I could answer: You can look whether there is a digit of 0.777... that is not in a (in fact in infinitely many) finite initial segment(s). Then you have a proof that 0.777... does not belong to the set of terminating decimals. But it is clear that you cannot find such a digit. Therefore you can only decide your question by defining where 0.777... has been talen from. The reason for this uncertainty is the fact, that the Binary Tree constructed by all finite paths cannot be distinguished by digits (i.e. without further definition) from that Binary Tree that contains all infinite paths too.
> > Does the real number corresponding to 0.777.... have a terminating > decimal representation? > > Much thanks for answer what is surely a trivial question.

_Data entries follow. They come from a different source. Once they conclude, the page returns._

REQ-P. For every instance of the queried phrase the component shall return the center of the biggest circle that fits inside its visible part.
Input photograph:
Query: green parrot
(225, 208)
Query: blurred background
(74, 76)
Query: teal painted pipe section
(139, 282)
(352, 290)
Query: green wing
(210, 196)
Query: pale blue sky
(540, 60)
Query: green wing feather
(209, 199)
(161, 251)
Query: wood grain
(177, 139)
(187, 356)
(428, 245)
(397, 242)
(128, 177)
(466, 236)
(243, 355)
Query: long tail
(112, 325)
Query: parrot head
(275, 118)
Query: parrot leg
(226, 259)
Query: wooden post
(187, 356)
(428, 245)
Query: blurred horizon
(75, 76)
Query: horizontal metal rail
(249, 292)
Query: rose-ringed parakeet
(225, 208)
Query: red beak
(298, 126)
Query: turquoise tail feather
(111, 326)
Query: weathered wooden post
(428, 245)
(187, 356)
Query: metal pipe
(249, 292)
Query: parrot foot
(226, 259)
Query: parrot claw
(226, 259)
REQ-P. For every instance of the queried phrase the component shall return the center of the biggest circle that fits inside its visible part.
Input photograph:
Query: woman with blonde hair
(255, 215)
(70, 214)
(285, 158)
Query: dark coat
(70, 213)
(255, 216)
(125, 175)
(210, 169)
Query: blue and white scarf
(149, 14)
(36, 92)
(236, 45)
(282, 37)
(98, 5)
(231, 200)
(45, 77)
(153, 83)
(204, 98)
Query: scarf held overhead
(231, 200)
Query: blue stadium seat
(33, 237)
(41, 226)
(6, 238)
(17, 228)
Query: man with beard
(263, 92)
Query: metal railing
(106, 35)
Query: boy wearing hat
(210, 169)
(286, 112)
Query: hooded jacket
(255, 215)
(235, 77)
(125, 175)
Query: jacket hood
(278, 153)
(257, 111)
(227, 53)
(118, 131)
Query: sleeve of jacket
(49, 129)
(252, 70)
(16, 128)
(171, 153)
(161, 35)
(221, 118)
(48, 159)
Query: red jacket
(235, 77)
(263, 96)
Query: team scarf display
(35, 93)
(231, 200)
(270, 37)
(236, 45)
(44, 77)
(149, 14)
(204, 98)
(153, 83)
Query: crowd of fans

You are in error. The question unfortunately is far from being trivial. It has only been overlooked that the sets F of all finite decimals and R of all infinite decimals cannot be distinguished other than by a finite definition.
Would be nice if you really tried to understand that, although it requires a complete change of your habbits of thinking. But if you consider the different Binary Trees, you should come to the correct result.
Here a trivial example: The set of all finite initial segments of the infinite path of 1/3 = 0.010101... contains all nodes that belong to that path. So you cannot distinguish *by nodes* whether you are working in the set F or the set R. You need additional information. But that informtation does not matter in Cantor's argument.